Seit Juni 2018 gibt es mit der Antidiskriminierungsstelle der Stadt Regensburg eine erste Anlaufstelle für Personen, die Diskriminierungen jeglicher Art erfahren. Frau Petra Salameh-Zudock berät im Büro für Chancengleichheit nach den Grundsätzen des Allgemeinen Gleichbehandlungsgesetztes (AGG), ob in den geschilderten Fällen eine Diskriminierung vorliegt. Die engagierte Juristin zeigt rechtliche Möglichkeiten auf und vermittelt die Betroffenen an weitere, spezifische Beratungsstellen. Anlass zur Erschaffung der Antidiskriminierungsstelle boten konkrete Rassismuserfahrungen von Jugendlichen anderer ethnischer Herkünfte, denen der Einlass in Regensburger Diskotheken immer häufiger verwehrt wurde, während vermeintlich „deutsch“ Aussehende problemlos die Türsteher passieren konnten. Frau Salameh-Zudock schildert weitere Fälle von Rassismuserfahrungen, in denen klar ein Verstoß gegen das AGG vorliegt und die rassistische Diskriminierung offensichtlich wird. Hierzu zählt beispielsweise die Ablehnung einer Bewerbung mit Hinweis auf die „kulturelle Herkunft“ der/-s sich Bewerbenden oder die Ansprache einer Muslima im Unterricht mit: „Du da mit dem Kopftuch“. Schwieriger nachzuweisen ist die vermehrte Personenkontrolle von MigrantInnen beispielsweise in Supermärkten oder im öffentlichen Nahverkehr. Gerade die subtilen, meist nicht offen ersichtlichen Fälle von Rassismus sind es, die schwierig zu beurteilen sind. Hier ist es besonders wichtig, dass Betroffene sich die Situation – Ort, Zeitpunkt und Verlauf – notieren und mögliche ZeugInnen kontaktieren.

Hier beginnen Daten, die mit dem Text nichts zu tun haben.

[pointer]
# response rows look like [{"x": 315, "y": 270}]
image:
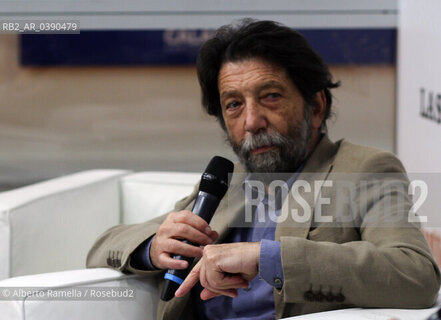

Oftmals jedoch, so Frau Salameh-Zudock, handle es sich auch um unabsichtliche rassistische Äußerungen von Personen, die nicht von Rassismus betroffen sind: „Ganz viel passiert unbewusst und gedankenlos. Man macht sich keine Gedanken darüber, wie Aussagen bei denjenigen ankommen, die betroffen sind“. Wird beispielsweise eine Person of Colour gefragt, woher sie komme, obwohl sie oder er in Deutschland geboren und aufgewachsen ist, so kann dies einerseits durchaus eine rassistisch motivierte Frage sein und diskriminierend und verletzend wirken. Andererseits kann die Frage in einem anderen Zusammenhang auch ein ehrliches Interesse an der anderen Person darstellen und erfreut als Aufhänger genutzt werden, um in Kontakt zu kommen. „Es muss nicht zwingend ein böser Wille hinter solchen Fragen stecken“, sondern Unwissenheit hinter der Wirkung von gewissen Aussagen. Deshalb sei es wichtig, die eigene Sprache auf mögliche rassistisch diskriminierende Wirkung zu untersuchen und eine Sensibilisierung für Rassismus im Alltag herbeizuführen.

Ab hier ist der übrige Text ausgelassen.